Some quick hits and then I have to rest up.
"Genova" is yet another Michael Winterbottom film featuring yet another stylistic turnabout -- the director who gave us "24 Hour Party People," "9 Songs," "Tristram Shandy," "In This World," "A Mighty Heart," and "The Road to Guantanamo" now delivers an emotionally loaded domestic suspense story about an American family fraying at the seams in Genoa. After mom Hope Davis dies in a car crash in the opening scene, surviving daughters Willa Holland and Perla Haney-Jardine relocate to the Italian city with dad (Colin Firth, above, with Holland)) and try to put the pieces of their lives back together. Easier said than done: the guilt-ridden younger daughter is seeing ghosts, her sister is discovering sex with cute Italian boys, and Firth is fending off the advances of lonelyhearts colleague Catherine Keener. On top of this is a tone of dread that never fully settles; after shaking us up with that opening scene, Winterbottom keeps us waiting for the other shoe to drop. There's a definite "Don't Look Now" vibe to the movie -- I kept waiting for the dwarf in the raincoat to pop out of an alley with a knife -- but the monsters in "Genova" are all in the head. It's an interesting, not entirely pleasant experience (and as the father of two daughters roughly the same age as the girls here, some of this was truly difficult for me to watch), but Winterbottom never figures out how to bring the movie to a proper and organic close. He's more interested in the journey than the destination. Good for him, but unfortunately in this case, only in theory.

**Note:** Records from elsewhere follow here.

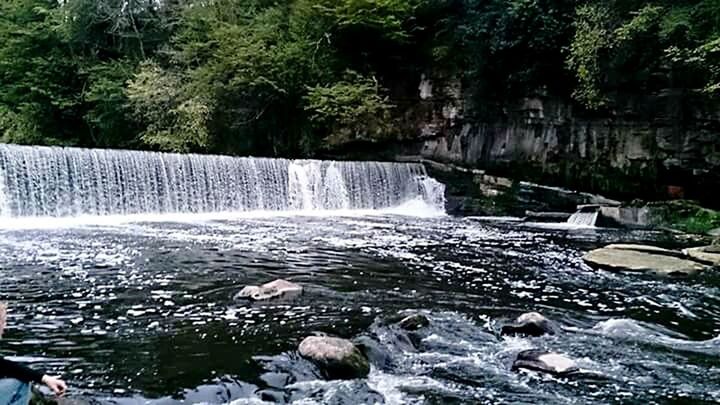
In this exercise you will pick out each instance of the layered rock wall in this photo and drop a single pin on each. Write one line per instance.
(654, 147)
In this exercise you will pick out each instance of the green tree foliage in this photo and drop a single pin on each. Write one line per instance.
(353, 108)
(292, 77)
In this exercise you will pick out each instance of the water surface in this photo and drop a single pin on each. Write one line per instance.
(143, 311)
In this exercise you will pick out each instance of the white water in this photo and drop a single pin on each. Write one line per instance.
(42, 182)
(583, 218)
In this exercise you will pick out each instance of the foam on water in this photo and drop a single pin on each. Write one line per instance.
(42, 182)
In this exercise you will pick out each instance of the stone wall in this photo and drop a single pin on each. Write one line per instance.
(652, 147)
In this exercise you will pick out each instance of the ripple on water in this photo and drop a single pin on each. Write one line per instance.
(138, 311)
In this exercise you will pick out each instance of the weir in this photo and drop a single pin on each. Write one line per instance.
(60, 182)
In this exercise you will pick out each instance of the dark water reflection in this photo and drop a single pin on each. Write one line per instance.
(138, 312)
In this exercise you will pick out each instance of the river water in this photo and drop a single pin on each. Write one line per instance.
(141, 310)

"The Duchess" is about the 18th century Duchess of Devonshire Georgiana Spencer, who suffered the same massive public popularity and private marital discord as her descendent Lady Diana Spencer: Both women had cold fish husbands with big titles and a mistress, lived with a national preoccupation with male heirs, possessed a natural and influential sense of style, and had a yearning to do good works. "Duchess" works that parallel as best it can without ever leaving its perfectly reproduced period topiary behind. Keira Knightley plays Georgiana as a smart, vibrant woman ground down by her society's inability to think outside the gender box -- it's a very good performance -- and Ralph Fiennes gathers brutishness about himself as the Duke. It's gorgeous to look at, well-done all around, and I enjoyed it without ever piercing its exquisite veneer. For all the historical underpinnings, the movie feels like a high-40s Hollywood women's pic in corsets -- not a bad thing but also not, I think, what this movie was shooting for.

"Flame and Citron" is another of those WWII resistance dramas they do so well in Europe, this one a true story about a pair of Danish anti-Nazi assassins whose nicknames make up the title. The red-haired Thure Lindhardt (above, right) plays gunman Flame while Danish superstar Mads Mikkelsen (the uber-villain in "Casino Royale") plays his tormented friend and co-conspirator Citron. Rather than a triumphal tragedy of anti-Fascist martyrs, director Ole Christian Madsen daringly takes a psychological approach, showing how life lived underground eventually removes all moral and rational reference points. The film begins in mist and ends with its characters lost in a fog of other people's motives, and, if anything, it's too sprawling. Plot developments are repeated, revelations and incriminations go back and forth and back again, and the dreaded movie drift kicks in. Just because "Flame" is about entropy doesn't mean it has to play entropically. (Ironically, Flame and Citron are Danish state heroes today.)